The primary outcome of the study was overall mortality. As a secondary outcome, one year and two-year mortality were examined.
Descriptive statistics (mean, standard deviation, median and interquartile range) were calculated for all continuous variables. Means and SDs were used in the case of normal distribution, the Kolmogorov-Smirnov test and the Shapiro-Wilk test were used to ascertain the type of distribution. For categorical variable χ2-test was used, for continuous variable non-parametric tests were used, with the Mann Whitney U test as default. Categorical variables were calculated from continuous scales, with well-proved cut-off values. Univariate and multivariable logistic regression (Cox regression) models were also performed. The Kaplan-Meier analysis with log-rank and the Breslow tests were used to investigate differences in short and mid-term survival analyses. P < 0.05 was considered statistically significant. For statistical analysis the IBM SPSS Statistics 24.0 (SPSS Inc., Chicago, Illinois) with R plugin (version 3.2.1) for PS matching was used.
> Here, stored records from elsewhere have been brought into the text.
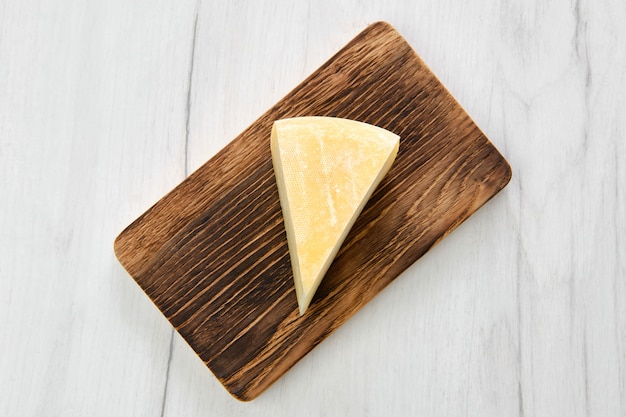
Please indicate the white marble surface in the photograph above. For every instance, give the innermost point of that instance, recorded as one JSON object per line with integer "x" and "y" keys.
{"x": 105, "y": 106}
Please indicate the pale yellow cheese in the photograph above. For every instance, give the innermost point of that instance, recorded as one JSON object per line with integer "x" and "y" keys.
{"x": 326, "y": 170}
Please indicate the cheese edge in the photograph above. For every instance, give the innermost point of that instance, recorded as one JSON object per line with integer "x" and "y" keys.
{"x": 304, "y": 298}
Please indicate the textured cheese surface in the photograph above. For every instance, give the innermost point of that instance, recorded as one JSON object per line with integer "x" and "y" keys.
{"x": 326, "y": 170}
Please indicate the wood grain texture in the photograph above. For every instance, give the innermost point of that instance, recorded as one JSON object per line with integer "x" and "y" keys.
{"x": 212, "y": 254}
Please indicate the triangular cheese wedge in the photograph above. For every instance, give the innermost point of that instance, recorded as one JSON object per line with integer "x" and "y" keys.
{"x": 326, "y": 170}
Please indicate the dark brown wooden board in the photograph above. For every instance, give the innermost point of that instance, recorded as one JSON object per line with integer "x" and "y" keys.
{"x": 212, "y": 254}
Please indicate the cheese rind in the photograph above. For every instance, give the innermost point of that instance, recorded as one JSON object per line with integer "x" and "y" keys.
{"x": 326, "y": 170}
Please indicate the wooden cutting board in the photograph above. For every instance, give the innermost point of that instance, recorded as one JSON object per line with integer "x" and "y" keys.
{"x": 212, "y": 254}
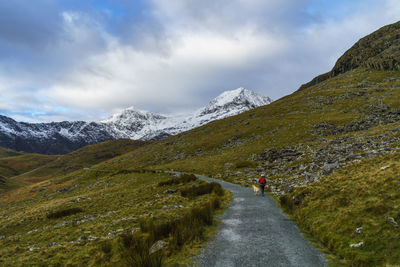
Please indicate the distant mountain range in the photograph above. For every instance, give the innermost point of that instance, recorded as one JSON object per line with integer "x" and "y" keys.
{"x": 131, "y": 123}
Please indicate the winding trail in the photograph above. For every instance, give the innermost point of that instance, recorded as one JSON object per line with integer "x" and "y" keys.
{"x": 255, "y": 232}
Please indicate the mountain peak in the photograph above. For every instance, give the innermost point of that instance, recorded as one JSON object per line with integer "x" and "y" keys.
{"x": 239, "y": 97}
{"x": 130, "y": 113}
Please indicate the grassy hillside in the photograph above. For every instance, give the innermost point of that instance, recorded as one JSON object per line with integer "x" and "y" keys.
{"x": 15, "y": 165}
{"x": 84, "y": 218}
{"x": 359, "y": 203}
{"x": 324, "y": 145}
{"x": 82, "y": 158}
{"x": 330, "y": 152}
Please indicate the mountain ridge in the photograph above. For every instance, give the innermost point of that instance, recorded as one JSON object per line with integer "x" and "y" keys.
{"x": 131, "y": 123}
{"x": 378, "y": 50}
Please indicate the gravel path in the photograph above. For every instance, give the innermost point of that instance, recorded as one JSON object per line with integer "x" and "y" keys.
{"x": 255, "y": 232}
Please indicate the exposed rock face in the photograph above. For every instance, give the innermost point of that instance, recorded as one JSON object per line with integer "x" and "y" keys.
{"x": 300, "y": 165}
{"x": 380, "y": 51}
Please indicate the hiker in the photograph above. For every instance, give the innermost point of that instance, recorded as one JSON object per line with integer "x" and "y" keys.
{"x": 262, "y": 183}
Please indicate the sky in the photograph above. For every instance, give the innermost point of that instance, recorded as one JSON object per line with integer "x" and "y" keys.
{"x": 85, "y": 60}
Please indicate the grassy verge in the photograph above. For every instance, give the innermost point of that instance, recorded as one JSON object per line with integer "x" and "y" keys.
{"x": 359, "y": 205}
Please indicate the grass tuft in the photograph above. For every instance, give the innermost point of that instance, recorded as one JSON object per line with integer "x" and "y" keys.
{"x": 181, "y": 179}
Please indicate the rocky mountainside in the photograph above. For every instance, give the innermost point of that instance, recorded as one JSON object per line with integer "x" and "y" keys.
{"x": 380, "y": 51}
{"x": 64, "y": 137}
{"x": 50, "y": 138}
A propensity-matched analysis was performed for comparative analysis of the vascular population and the Hungarian patient cohort. During the propensity score matching pairs were generated from the HS representative group and the vascular surgical group according to age, gender and place of living. Balance on baseline covariates between the treated and control groups were evaluated using absolute standardized differences. A value less than 0.1 was considered as an acceptable standardized bias. As the pairs were created identical questions were compared to analyze the difference in psychological attitude and social state between a general and surgical population.